Based on the BBC story John linked, it sounds like IED is believed to be an organic condition.

 For example:

 Professor Emil Coccaro added: "In the general population, aggressiveness or ‘blowing up’ is considered bad behaviour.

"But IED goes beyond that, having strong genetic and biomedical underpinnings.

"If people think these explosive outbursts are just bad behaviour, they are not thinking of this problem as a serious biomedical problem that can be treated."

 Toward the end of the article another expert, Dr. Khoosal, is quoted:

"In the UK that would extrapolate to a lot of people, although there are cultural factors which could have an effect - we wouldn’t confront someone who was ranting and raving and we don’t have the same gun culture," he said.

 A few possible inferences:

1. That somehow guns and culture are believed to create medical and genetic problems?
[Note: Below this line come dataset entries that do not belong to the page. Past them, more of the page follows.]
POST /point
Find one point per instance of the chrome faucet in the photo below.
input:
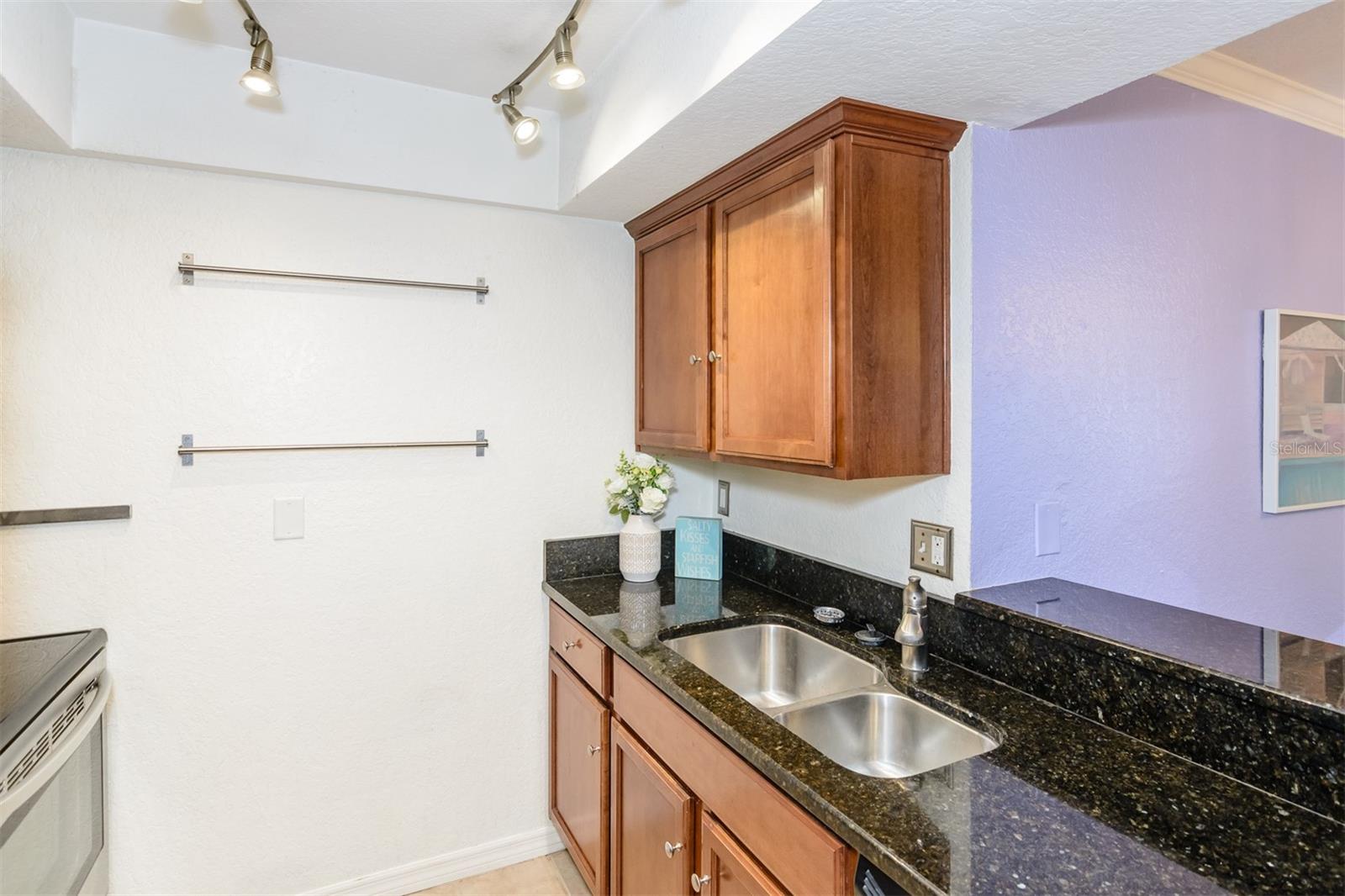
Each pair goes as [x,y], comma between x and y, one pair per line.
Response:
[911,633]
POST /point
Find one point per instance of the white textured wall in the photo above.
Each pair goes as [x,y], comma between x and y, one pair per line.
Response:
[867,525]
[288,714]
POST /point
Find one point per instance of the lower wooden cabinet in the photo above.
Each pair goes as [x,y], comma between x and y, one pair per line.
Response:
[651,804]
[578,779]
[652,822]
[728,868]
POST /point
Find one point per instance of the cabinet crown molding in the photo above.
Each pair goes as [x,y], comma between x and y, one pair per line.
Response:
[838,118]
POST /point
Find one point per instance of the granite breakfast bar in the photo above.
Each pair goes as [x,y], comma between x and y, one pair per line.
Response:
[1062,806]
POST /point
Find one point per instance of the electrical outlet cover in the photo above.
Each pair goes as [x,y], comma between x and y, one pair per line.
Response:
[931,548]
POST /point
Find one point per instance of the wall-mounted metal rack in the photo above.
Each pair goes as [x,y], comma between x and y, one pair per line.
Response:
[187,450]
[64,514]
[187,266]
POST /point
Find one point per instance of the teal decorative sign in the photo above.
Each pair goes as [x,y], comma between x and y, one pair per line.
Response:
[696,600]
[699,548]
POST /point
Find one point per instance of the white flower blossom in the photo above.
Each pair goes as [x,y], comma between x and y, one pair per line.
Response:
[652,501]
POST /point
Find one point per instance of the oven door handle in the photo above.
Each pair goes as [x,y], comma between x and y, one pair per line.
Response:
[54,761]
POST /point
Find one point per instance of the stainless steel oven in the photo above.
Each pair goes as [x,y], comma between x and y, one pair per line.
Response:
[53,820]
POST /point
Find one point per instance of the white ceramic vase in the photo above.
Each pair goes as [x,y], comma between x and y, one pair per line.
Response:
[641,549]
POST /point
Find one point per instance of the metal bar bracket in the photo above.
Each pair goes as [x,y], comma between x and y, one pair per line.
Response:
[187,450]
[187,266]
[64,514]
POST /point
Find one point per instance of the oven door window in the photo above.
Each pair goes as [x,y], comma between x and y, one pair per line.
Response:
[53,841]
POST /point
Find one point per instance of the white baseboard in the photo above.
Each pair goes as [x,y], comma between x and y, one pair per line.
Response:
[450,867]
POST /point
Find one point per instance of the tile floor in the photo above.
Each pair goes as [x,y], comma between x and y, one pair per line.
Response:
[551,875]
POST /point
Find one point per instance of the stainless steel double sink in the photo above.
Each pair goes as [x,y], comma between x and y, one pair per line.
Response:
[836,701]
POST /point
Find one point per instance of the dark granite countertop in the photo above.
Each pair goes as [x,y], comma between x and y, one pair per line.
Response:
[1062,806]
[1281,670]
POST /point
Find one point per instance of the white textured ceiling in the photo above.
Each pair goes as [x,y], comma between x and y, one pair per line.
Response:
[467,46]
[1308,49]
[997,62]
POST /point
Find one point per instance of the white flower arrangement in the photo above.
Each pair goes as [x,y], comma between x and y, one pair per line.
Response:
[641,486]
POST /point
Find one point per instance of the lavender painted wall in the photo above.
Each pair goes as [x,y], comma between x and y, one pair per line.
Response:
[1123,250]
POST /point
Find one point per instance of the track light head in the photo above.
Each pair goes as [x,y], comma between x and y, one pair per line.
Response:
[525,127]
[259,77]
[567,76]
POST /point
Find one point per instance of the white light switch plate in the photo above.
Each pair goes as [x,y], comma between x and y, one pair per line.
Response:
[289,519]
[1048,528]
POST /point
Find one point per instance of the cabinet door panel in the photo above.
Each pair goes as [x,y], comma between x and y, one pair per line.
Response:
[672,322]
[773,314]
[578,786]
[651,811]
[732,871]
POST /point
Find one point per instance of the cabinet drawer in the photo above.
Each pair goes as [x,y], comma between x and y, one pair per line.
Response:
[728,868]
[793,845]
[584,653]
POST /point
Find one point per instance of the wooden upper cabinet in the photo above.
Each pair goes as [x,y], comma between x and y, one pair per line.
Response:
[826,253]
[672,340]
[773,314]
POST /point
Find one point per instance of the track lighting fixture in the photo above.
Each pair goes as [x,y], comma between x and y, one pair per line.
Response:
[259,77]
[525,127]
[567,76]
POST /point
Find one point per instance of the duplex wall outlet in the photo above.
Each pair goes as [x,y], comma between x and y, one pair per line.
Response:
[289,519]
[931,548]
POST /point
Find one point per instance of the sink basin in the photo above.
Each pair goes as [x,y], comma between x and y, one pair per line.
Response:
[838,703]
[773,667]
[884,735]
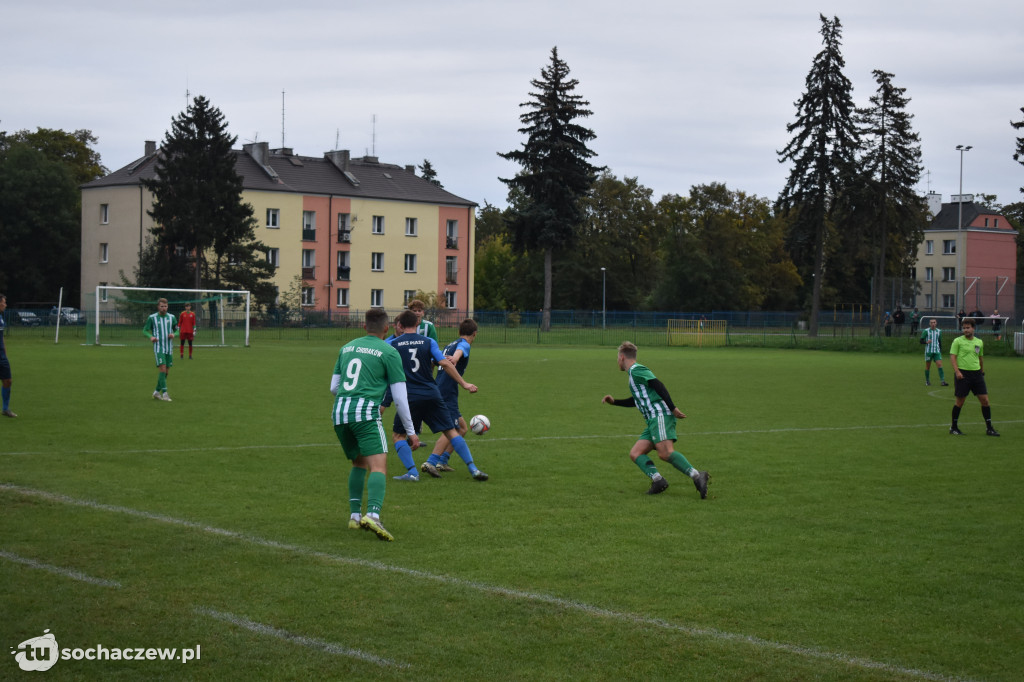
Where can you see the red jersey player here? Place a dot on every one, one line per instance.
(186, 329)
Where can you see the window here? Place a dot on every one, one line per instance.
(309, 225)
(452, 269)
(308, 264)
(344, 228)
(452, 231)
(344, 270)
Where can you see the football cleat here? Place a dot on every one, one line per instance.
(700, 481)
(657, 485)
(370, 523)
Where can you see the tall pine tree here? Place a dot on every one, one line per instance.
(891, 168)
(556, 174)
(822, 153)
(199, 211)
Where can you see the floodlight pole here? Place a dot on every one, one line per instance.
(603, 289)
(958, 290)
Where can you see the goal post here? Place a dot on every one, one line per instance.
(118, 313)
(698, 333)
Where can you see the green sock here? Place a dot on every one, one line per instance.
(646, 466)
(375, 492)
(355, 480)
(678, 461)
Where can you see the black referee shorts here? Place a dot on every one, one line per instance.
(973, 382)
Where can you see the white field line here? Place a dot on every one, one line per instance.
(482, 440)
(308, 642)
(67, 572)
(566, 604)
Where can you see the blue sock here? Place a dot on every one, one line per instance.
(406, 455)
(462, 450)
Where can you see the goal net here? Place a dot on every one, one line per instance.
(697, 333)
(117, 314)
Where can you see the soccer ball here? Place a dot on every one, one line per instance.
(479, 424)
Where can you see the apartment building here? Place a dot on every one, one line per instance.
(357, 232)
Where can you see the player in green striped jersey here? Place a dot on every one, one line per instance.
(366, 369)
(651, 397)
(931, 338)
(161, 328)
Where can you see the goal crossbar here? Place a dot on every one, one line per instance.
(193, 295)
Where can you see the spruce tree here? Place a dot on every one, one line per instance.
(555, 172)
(822, 153)
(890, 165)
(199, 211)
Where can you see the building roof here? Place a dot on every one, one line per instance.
(949, 217)
(334, 173)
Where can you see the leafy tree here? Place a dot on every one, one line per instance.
(37, 215)
(822, 153)
(725, 251)
(894, 213)
(555, 172)
(429, 174)
(40, 222)
(199, 211)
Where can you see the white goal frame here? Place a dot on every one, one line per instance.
(198, 294)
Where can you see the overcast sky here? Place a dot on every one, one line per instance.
(683, 93)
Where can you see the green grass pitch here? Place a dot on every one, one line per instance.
(846, 535)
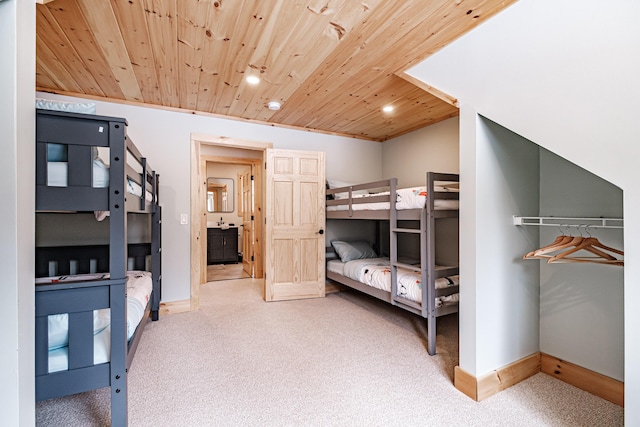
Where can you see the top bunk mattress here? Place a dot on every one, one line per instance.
(406, 198)
(57, 176)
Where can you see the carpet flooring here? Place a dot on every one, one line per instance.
(343, 360)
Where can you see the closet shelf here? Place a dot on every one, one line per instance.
(556, 221)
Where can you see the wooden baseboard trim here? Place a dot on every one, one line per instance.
(585, 379)
(173, 307)
(465, 382)
(479, 388)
2. That Professor Coccaro and Dr. Khoosal differ about whether this is an organic condition or a cultural one? 

3. That the BBC wants us to believe that 1 is true and have selectively quoted the experts to  give this appearance. 

4. That the cultural differences prevent the disorder in the UK and/or exacerbate it in the US?

5. Or, that on the contrary the incidence is similar but the cultural differences make it more difficult to detect in the UK?

 I’m especially curious to know the context of Dr. Khoosal’s remarks.  The article says, "But he added that the prevalence seemed ‘pretty high’." Does he mean that incidence in the study seems higher than is to be expected? Or, that on the contrary, his experience is that the prevalance is high in general, and therefore he’s not surprised by these numbers? Furthermore, on what is he indicating that the culture has an effect? The incidence of the disease? The seriousness of the episodes? The difficulty of seperating IED episodes from typical cultural practice?

Amid so much ambiguity, I’m left wondering why the things which were left out were left out, why the things included were included. Is it simply to support an implication that while the specific victims of this disorder are not to be held responsible, that American culture is somehow culpable, or should I never attribute to malice what can be explained by incompetence?